We are holding you in our hearts and minds as healed, whole and healthy, a family laughing and loving in the adventures of life. We are looking forward to the words of that story. We pray for peace and health for all of you.
Love & Light, Sharon, Jerry & Shasta

At 3:52 PM, Anonymous Jill Heins said...

Dear Sarah & John,
As you hold your child in your arms, know that God is holding all of you in His. What peace and what comfort this can provide even amongst the worst of storms!
Blessings and Peace,
Jill Heins

At 5:15 PM, Blogger Oregon Criss's said...
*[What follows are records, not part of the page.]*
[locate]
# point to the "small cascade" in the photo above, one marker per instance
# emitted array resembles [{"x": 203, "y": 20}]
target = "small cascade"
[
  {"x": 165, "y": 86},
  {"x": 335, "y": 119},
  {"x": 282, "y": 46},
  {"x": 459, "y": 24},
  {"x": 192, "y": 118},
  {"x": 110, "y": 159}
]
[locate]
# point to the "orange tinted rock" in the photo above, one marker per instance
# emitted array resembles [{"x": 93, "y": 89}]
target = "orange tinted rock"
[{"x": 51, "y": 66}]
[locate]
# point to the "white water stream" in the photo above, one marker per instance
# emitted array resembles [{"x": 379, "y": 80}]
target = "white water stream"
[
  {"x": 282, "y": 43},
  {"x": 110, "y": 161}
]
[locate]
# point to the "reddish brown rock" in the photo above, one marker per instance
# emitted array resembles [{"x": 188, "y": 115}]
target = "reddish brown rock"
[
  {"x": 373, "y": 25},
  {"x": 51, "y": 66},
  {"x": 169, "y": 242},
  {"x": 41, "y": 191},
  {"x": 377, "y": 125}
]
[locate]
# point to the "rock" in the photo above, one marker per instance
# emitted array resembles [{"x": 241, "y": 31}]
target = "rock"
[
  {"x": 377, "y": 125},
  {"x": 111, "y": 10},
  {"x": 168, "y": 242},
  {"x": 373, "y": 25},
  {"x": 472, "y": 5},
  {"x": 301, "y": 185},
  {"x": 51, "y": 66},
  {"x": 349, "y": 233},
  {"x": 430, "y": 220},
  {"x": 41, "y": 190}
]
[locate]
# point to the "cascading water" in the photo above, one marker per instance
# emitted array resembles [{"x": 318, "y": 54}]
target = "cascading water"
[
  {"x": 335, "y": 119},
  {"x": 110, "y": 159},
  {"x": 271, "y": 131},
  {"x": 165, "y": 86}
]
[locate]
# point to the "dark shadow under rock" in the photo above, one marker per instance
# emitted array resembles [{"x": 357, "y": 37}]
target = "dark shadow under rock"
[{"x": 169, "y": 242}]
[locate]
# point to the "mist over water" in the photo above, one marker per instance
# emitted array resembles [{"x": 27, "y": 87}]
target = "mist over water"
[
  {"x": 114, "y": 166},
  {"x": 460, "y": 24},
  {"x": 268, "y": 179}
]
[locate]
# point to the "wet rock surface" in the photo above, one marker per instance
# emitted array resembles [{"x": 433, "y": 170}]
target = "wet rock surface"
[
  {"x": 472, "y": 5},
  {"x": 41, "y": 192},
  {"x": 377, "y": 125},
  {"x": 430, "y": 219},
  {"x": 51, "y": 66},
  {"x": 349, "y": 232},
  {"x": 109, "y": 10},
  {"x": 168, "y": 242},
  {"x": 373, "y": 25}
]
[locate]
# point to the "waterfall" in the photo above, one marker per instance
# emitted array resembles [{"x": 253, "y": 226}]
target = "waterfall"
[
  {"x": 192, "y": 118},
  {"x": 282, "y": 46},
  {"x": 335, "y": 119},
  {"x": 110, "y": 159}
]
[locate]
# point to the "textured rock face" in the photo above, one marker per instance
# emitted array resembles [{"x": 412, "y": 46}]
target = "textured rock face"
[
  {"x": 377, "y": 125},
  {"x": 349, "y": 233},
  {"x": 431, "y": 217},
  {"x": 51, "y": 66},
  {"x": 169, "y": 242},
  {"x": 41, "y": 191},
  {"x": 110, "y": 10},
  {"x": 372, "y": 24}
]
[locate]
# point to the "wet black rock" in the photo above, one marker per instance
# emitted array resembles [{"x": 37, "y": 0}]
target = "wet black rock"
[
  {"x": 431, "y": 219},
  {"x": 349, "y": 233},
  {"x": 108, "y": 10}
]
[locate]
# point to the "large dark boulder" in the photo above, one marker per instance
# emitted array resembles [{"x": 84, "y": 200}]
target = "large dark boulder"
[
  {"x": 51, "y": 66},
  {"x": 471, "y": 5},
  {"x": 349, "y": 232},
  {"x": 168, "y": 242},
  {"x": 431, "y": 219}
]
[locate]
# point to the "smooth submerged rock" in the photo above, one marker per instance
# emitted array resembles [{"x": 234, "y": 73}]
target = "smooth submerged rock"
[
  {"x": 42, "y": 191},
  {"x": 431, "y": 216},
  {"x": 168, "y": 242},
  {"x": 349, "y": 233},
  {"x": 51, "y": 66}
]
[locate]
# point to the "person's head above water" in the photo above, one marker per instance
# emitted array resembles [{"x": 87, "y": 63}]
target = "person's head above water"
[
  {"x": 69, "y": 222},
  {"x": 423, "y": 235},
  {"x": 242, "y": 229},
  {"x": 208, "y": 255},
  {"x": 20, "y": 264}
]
Our family is and has been praying for your family for months now. I haven't been in your shoes exactly, but I've almost lost my boys and my heart understands your heart! Keep pressing on in HIS sufficient strength!
~debi in Oregon~

At 5:55 PM, Anonymous Shalese said...

Sarah, John and Ellie...
I just want to let you know that you're all in my prayers!! Thank you for the daily updates. It's not quite the same right now since I'm not seeing you at APH. Please let Ellie know how much I care and will be praying for her.
Love, Shalese

At 7:12 PM, Anonymous Anonymous said...

John, Sarah and Ellie,
You have been in our prayers over the last few months and we continue to pray and uphold you into His loving hands..words from Ish 49:16 come to mind... "I have graven thee upon the palms of my hands; thy walls are continually before me "...He knoweth All and may His Peace which surpasses ALL understanding comfort and strengthen your hearts in Him.

Abey & Sophia ( Georgia's Sister & Husband)- Syracuse , NY

At 10:12 PM, Blogger ~T said...

(((((Sarah and family)))))

Continuing to hold your family up in prayer. Thank you for sharing your heart. I really admire your strength~ YOU are amazing.